Mes amis, nos projets sont audacieux. Ils sont axés sur l’avenir. Certains
sont uniques au monde. D’autres s’inspirent de l’expérience d’autres
pays qui, comme nous, relèvent avec enthousiasme les défis de la nouvelle
économie.
Mais aussi audacieux ou brillants soient-ils, nos projets n’aboutiront à
rien à moins que la nouvelle économie ne demeure fermement arrimée à une
notion très ancienne, mais une notion qui ne passe jamais de mode. La notion d’intégrité.
L’onde de choc des scandales retentissants d’Enron, de WorldCom et d’autres
a secoué les marchés mondiaux. Nous avons constaté que la confiance est vite
ébranlée. Si de telles révélations nous ont été largement épargnées au
Canada, nous ne sommes pas à l’abri de ce genre de choses. Nous nous
souvenons tous de l’affaire Bre-X.
À vrai dire, nous assistons en ce moment à une remise en question de la
confiance, que ce soit dans nos institutions publiques ou privées ou dans nos
Églises. J’en connais même qui ne font pas beaucoup confiance aux médias.
La tâche de rétablir la confiance incombe aux dirigeants des secteurs
public et privé. La transparence est plus importante que jamais ces temps-ci.
Pour notre part, notre gouvernement compte présenter un important ensemble de
mesures sur l’éthique dans le secteur public cet automne. Le mot d’ordre
sera la transparence, et le secteur privé pourra s’en inspirer.
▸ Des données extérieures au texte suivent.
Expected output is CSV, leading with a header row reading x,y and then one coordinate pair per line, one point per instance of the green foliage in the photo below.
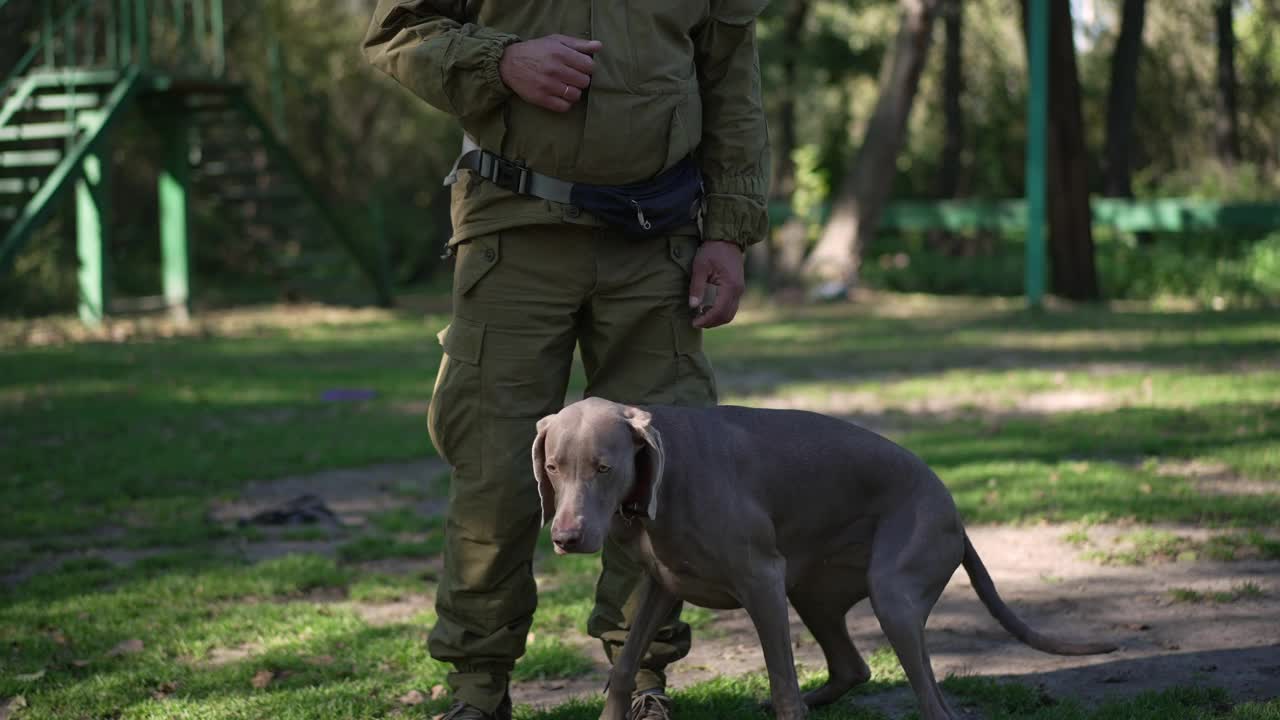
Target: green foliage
x,y
186,632
1216,269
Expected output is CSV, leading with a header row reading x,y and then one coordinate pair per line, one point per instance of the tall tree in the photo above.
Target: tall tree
x,y
1123,99
1226,127
769,263
1073,270
952,90
865,187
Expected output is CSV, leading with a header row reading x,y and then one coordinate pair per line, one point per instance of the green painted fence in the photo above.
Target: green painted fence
x,y
1176,215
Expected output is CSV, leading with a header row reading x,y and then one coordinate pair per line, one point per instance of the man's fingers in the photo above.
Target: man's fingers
x,y
589,46
721,313
696,286
553,103
568,76
580,62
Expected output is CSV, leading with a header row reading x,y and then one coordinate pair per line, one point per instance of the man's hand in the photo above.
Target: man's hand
x,y
717,263
549,72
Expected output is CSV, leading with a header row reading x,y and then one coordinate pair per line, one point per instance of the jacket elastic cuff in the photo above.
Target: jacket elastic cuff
x,y
735,218
494,44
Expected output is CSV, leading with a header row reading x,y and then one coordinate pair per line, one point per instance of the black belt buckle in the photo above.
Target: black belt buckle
x,y
506,174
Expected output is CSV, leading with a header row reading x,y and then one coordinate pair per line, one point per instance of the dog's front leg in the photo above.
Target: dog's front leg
x,y
766,600
654,605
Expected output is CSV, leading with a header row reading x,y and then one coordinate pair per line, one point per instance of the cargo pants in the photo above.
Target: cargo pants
x,y
522,300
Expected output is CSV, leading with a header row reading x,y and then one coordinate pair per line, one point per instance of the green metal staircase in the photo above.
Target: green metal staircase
x,y
87,63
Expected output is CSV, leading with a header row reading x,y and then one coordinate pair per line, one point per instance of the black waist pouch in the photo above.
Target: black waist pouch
x,y
650,208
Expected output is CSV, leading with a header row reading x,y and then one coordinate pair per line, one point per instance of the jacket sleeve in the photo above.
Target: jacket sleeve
x,y
735,145
429,48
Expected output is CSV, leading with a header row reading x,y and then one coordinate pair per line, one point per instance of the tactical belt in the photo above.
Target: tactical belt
x,y
508,174
643,209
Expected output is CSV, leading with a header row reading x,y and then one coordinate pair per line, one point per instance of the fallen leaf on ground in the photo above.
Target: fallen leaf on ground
x,y
9,707
412,697
164,689
263,678
127,647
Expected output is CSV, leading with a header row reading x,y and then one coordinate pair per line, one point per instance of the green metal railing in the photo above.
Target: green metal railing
x,y
1169,214
177,36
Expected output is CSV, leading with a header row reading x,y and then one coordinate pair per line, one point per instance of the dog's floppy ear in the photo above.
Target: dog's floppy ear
x,y
545,492
649,460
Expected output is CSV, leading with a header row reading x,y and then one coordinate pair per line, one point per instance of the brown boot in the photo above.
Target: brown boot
x,y
464,711
650,705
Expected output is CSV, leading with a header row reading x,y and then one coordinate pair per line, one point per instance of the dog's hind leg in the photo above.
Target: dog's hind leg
x,y
912,561
823,609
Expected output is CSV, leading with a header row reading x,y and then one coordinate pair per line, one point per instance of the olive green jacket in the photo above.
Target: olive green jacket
x,y
673,77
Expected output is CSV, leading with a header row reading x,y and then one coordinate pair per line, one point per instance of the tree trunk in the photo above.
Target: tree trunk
x,y
865,188
1226,127
1073,273
1123,99
772,265
952,89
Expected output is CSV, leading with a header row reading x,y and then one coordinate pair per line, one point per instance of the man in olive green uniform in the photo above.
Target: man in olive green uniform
x,y
603,94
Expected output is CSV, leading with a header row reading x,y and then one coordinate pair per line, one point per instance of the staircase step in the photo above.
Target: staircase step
x,y
37,131
18,186
65,101
222,172
74,76
30,158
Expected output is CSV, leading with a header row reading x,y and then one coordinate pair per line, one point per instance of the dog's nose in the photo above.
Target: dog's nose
x,y
566,540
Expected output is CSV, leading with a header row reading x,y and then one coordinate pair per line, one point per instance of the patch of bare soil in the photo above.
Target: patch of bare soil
x,y
1164,642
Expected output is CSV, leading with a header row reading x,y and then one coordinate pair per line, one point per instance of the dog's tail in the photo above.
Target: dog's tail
x,y
986,589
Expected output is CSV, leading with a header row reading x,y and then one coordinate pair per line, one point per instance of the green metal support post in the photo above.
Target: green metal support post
x,y
174,238
1037,149
92,222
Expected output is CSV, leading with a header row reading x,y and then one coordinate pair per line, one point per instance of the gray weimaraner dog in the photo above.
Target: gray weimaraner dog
x,y
740,507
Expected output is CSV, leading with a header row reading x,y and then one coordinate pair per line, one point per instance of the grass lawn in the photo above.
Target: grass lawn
x,y
124,597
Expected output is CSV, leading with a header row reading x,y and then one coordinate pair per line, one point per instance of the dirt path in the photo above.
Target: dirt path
x,y
1162,642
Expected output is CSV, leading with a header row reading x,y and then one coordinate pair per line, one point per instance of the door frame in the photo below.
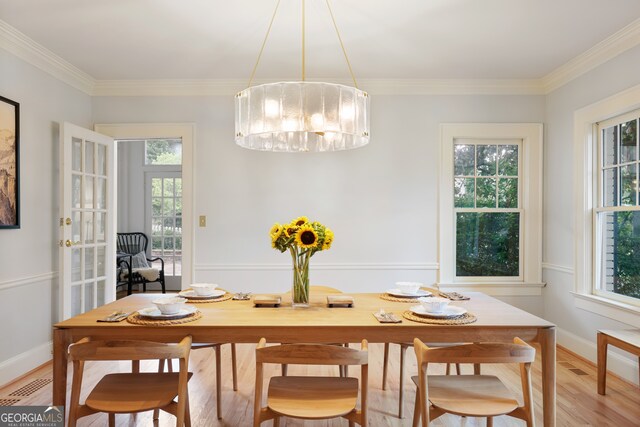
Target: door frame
x,y
186,131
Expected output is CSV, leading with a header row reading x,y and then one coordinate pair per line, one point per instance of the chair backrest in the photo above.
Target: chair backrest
x,y
311,354
518,352
128,350
132,243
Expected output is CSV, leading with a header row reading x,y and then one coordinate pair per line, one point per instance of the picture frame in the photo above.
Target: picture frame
x,y
9,163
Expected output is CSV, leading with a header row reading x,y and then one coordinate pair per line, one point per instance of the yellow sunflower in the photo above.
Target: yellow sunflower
x,y
276,231
306,237
328,239
301,220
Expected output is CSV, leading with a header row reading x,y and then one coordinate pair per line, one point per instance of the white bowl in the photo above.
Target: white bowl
x,y
170,305
409,288
434,304
203,289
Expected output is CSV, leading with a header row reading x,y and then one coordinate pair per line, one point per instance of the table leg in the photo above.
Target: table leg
x,y
547,339
602,363
61,342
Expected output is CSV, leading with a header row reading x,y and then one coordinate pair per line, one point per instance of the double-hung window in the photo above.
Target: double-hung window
x,y
490,207
616,215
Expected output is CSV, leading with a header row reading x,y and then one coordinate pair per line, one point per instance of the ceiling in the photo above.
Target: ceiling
x,y
385,39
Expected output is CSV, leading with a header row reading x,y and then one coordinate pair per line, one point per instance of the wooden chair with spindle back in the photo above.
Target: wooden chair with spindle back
x,y
131,392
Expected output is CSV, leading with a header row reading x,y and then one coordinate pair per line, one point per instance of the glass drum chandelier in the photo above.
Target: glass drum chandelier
x,y
301,116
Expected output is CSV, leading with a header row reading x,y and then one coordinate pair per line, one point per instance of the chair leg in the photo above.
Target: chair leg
x,y
234,369
416,409
218,382
384,366
403,353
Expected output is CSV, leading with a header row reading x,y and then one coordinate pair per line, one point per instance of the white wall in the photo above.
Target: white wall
x,y
29,255
381,200
578,327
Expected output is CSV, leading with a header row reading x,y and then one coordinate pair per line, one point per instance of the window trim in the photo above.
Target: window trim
x,y
585,149
531,135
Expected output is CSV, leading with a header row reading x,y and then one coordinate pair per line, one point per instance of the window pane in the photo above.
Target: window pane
x,y
628,185
486,160
620,257
163,152
156,187
610,187
463,192
487,244
464,156
486,193
628,143
508,193
610,153
508,160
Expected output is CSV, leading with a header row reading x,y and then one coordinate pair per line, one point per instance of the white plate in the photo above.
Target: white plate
x,y
190,293
449,311
399,293
154,312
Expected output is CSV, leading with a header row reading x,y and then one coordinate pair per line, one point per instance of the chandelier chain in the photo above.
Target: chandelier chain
x,y
264,42
333,19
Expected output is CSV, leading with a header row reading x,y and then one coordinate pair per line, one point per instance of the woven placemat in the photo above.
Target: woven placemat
x,y
459,320
136,319
224,297
394,298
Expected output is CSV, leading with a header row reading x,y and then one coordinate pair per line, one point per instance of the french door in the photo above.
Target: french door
x,y
87,220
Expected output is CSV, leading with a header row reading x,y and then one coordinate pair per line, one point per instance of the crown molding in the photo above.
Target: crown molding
x,y
625,39
37,55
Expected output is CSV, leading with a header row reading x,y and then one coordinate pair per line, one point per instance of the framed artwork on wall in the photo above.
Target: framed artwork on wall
x,y
9,163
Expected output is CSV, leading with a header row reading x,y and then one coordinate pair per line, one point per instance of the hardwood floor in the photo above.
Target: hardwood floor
x,y
578,402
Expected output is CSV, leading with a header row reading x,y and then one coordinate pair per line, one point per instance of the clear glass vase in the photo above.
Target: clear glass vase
x,y
300,288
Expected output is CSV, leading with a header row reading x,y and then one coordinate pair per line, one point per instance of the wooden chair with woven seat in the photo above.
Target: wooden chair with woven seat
x,y
472,395
311,397
403,353
218,356
131,392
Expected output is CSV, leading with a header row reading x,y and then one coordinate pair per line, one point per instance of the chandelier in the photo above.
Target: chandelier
x,y
301,116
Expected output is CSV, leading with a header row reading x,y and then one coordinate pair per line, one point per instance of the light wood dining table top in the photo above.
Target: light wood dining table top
x,y
241,322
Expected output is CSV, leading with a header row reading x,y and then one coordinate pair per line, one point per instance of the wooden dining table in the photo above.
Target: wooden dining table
x,y
233,321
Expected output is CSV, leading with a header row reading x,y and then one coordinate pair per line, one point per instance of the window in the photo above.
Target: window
x,y
163,151
490,207
486,208
606,203
617,211
166,220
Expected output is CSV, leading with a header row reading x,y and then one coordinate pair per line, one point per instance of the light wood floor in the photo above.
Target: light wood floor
x,y
578,402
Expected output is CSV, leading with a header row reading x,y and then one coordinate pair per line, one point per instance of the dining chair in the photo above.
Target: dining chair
x,y
218,357
403,353
472,395
325,290
311,397
131,392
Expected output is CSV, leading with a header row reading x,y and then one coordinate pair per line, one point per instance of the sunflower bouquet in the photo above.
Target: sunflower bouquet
x,y
302,239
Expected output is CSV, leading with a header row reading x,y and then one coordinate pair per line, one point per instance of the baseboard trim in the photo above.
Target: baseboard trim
x,y
23,363
24,281
624,368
Je mets d’ailleurs les chefs d’entreprise ici présents au défi de
suivre notre exemple et de prendre des mesures énergiques pour s’assurer que
la gestion des entreprises au Canada réussisse le test de la transparence et
contribue à la confiance dans nos institutions.
La confiance sur laquelle repose l’économie tout entière.